These junior sophisticates are more jaded than their birthday candles would suggest. Mixing traditional girly pursuits with a newfound devotion to sports, videogames and technology, they're challenging toy makers as never before.

Many pundits contend that traditional toys don't work past the age of 12 because of the getting-older-faster influence called age compression. It's girls 3-8, several years younger than previous generations, who now are the bull's-eye for doll marketers.

"Nine is like 14 was 10 years ago," says trend expert Faith Popcorn. "Children are becoming like mini-adults, especially girls."
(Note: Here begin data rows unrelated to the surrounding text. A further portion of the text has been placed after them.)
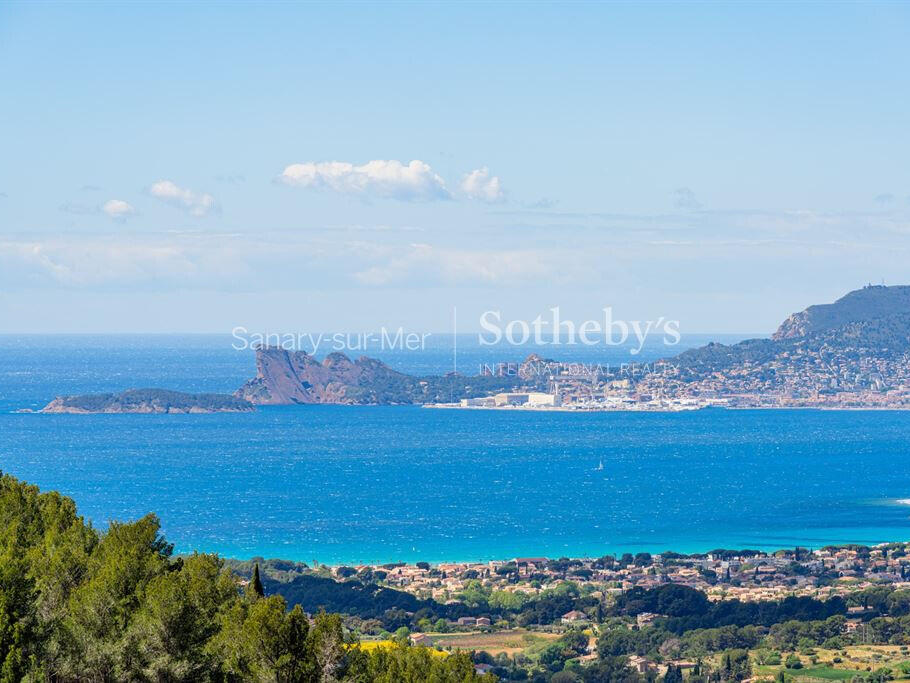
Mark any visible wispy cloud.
[148,180,216,217]
[278,159,451,202]
[673,187,701,210]
[101,199,136,221]
[461,166,505,204]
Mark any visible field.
[754,645,910,681]
[427,629,559,656]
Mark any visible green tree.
[247,562,265,600]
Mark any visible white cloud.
[673,187,701,211]
[101,199,136,221]
[149,180,215,217]
[278,159,451,201]
[461,166,506,204]
[354,244,566,287]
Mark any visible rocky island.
[41,389,255,414]
[42,285,910,413]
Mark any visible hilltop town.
[440,285,910,411]
[344,543,910,621]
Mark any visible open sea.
[0,335,910,564]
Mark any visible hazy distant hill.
[234,347,520,405]
[772,285,910,340]
[668,286,910,403]
[41,389,254,413]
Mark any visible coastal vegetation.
[0,475,484,683]
[8,475,910,683]
[41,389,254,413]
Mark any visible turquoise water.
[0,338,910,563]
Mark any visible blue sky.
[0,2,910,332]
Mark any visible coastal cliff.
[234,347,522,405]
[771,285,910,341]
[41,389,255,414]
[639,286,910,408]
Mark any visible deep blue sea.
[0,335,910,563]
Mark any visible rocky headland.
[41,389,255,414]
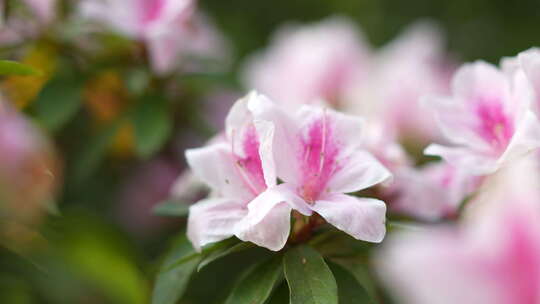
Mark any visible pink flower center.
[476,100,514,152]
[232,125,266,196]
[491,215,540,304]
[299,115,339,202]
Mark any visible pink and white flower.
[81,0,226,74]
[382,162,482,221]
[354,22,454,144]
[377,198,540,304]
[240,100,390,242]
[425,61,540,175]
[186,93,291,250]
[244,17,369,109]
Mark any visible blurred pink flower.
[377,198,540,304]
[346,22,453,144]
[383,162,481,221]
[80,0,227,74]
[243,100,390,242]
[425,62,540,175]
[186,93,291,250]
[0,0,57,45]
[244,17,370,108]
[0,100,60,224]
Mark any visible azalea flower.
[425,61,540,175]
[377,197,540,304]
[244,17,370,109]
[344,22,454,144]
[382,162,482,221]
[186,93,291,250]
[80,0,226,75]
[240,99,390,242]
[513,48,540,114]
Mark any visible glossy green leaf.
[152,236,201,304]
[197,242,255,271]
[0,60,42,76]
[33,77,82,132]
[73,119,123,182]
[328,263,373,304]
[283,245,338,304]
[266,282,289,304]
[133,96,173,158]
[225,255,283,304]
[152,200,189,217]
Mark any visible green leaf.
[225,255,283,304]
[73,118,123,182]
[33,77,82,132]
[197,242,255,271]
[328,263,373,304]
[162,238,238,270]
[0,60,42,76]
[133,96,173,158]
[152,235,201,304]
[152,199,189,216]
[266,282,289,304]
[283,245,338,304]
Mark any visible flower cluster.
[182,19,540,304]
[186,92,390,250]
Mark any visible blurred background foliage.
[0,0,540,304]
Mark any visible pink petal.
[424,144,497,175]
[498,111,540,166]
[187,198,247,250]
[248,97,301,184]
[327,150,392,193]
[518,48,540,111]
[312,194,386,243]
[236,202,292,251]
[186,143,254,202]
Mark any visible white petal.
[328,150,392,193]
[186,143,253,202]
[187,198,247,250]
[297,105,365,147]
[248,97,301,184]
[312,194,386,243]
[497,110,540,166]
[235,202,292,251]
[248,184,312,225]
[518,48,540,100]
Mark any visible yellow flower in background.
[0,42,58,109]
[84,69,135,158]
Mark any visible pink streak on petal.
[494,211,540,304]
[235,125,266,195]
[476,100,514,152]
[300,115,339,202]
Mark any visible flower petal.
[187,198,247,251]
[328,150,392,193]
[248,97,301,184]
[424,144,497,175]
[312,194,386,243]
[235,202,292,251]
[498,110,540,166]
[186,143,253,202]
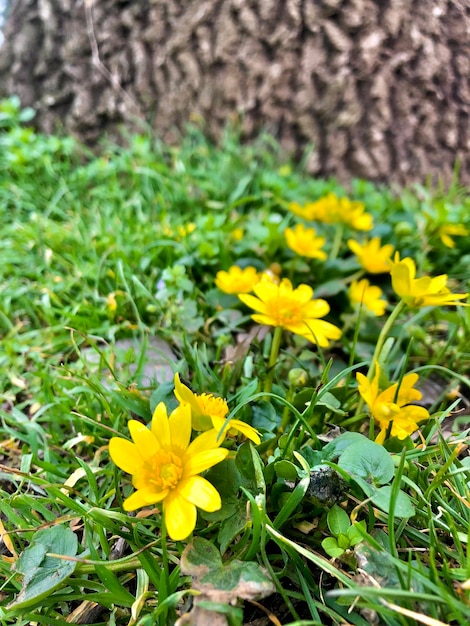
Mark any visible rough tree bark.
[0,0,470,184]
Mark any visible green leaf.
[371,485,415,517]
[181,537,275,603]
[346,521,367,546]
[338,438,395,485]
[181,537,222,577]
[315,391,346,415]
[322,433,369,461]
[336,533,351,550]
[274,459,299,480]
[326,504,351,537]
[321,537,344,559]
[8,526,78,609]
[235,443,266,494]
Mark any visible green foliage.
[0,97,470,626]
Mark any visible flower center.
[266,299,302,327]
[149,452,183,490]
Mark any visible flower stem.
[356,300,406,415]
[158,511,170,626]
[263,326,282,393]
[367,300,406,380]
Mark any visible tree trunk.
[0,0,470,184]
Even though moms and dads have lamented truncated childhoods since man first walked upright, parents inadvertently facilitate it, says Jane Buckingham, president of Youth Intelligence. "Parents are not going to buy their 8-year-old pretend birth control pills," she says, "but they buy them Barbie cell phones that look very fancy, and they don't feel bad about that."

Toy sales in general have been flat because of age compression, general economic woes and the demand for iPods, cell phones and video recorders among kids, says NPD Group.

With brand life cycles dwindling to the duration of a coat of bubble-gum flavored lip gloss, marketers have a mere 10 to 24 months to make their numbers before this capricious target flips to the next hot thing.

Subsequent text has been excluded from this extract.